In August, it agreed a rescue package that would have seen Fosun Tourism take over its tour operations and creditor banks and bondholders acquire its airline.
But that rescue deal has now fallen through, and the company’s collapse has sparked the largest peacetime repatriation effort in UK’s history.
Thomas Cook will be sold as a whole or in parts after its collapse, the company’s second-largest shareholder said today – adding he would see what is offered before deciding whether to buy more assets.
Neset Kockar, who holds an 8% stake in the UK-based travel firm, said Thomas Cook owes “a few hundred million pounds” to Turkish businesses that may not be paid after it is sold.
Kockar is also the chairman of Turkey-based Anex Tour, which caters mainly to tourists from countries such as Russia and Ukraine.
Thomas Cook owes Tunisian hotels £53 million for stays in July and August, the country’s tourism minister Rene Trabelsi told Reuters.

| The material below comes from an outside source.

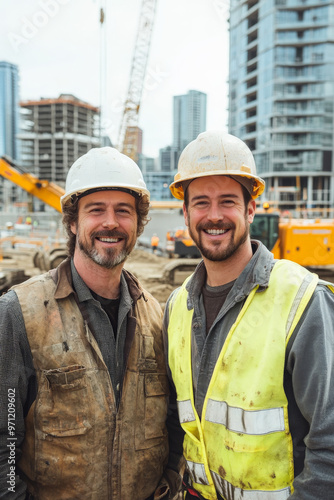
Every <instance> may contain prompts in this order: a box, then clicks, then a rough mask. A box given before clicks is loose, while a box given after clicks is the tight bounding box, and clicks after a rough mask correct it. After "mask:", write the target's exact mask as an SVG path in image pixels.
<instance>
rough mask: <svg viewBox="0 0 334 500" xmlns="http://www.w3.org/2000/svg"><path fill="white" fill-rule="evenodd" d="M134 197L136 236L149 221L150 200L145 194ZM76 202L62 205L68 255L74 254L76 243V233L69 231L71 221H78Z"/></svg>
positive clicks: (76, 205) (143, 227) (143, 230)
mask: <svg viewBox="0 0 334 500" xmlns="http://www.w3.org/2000/svg"><path fill="white" fill-rule="evenodd" d="M134 198H135V202H136V203H135V205H136V212H137V218H138V220H137V238H138V236H140V235H141V234H142V233H143V231H144V227H145V226H146V224H147V223H148V222H149V220H150V217H149V216H148V212H149V209H150V202H149V201H148V198H147V196H139V197H134ZM78 203H79V200H78V199H77V198H76V200H75V201H74V202H73V203H66V204H65V206H64V207H63V219H62V222H63V226H64V228H65V231H66V233H67V253H68V255H69V256H70V257H73V255H74V249H75V243H76V235H75V234H74V233H72V231H71V225H72V224H73V223H75V224H77V222H78V215H79V214H78V212H79V211H78Z"/></svg>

He added that 4,500 British Thomas Cook customers are still in the country.
Tourism is a vital sector for Tunisia’s economy and a key source of foreign currency, and the government had expected another 50,000 Thomas Cook customers to visit this year, he added.
“I will have a meeting on Tuesday with the British Embassy in Tunisia and the hotel owners to see how debt could be redeemed,” Trabelsi said.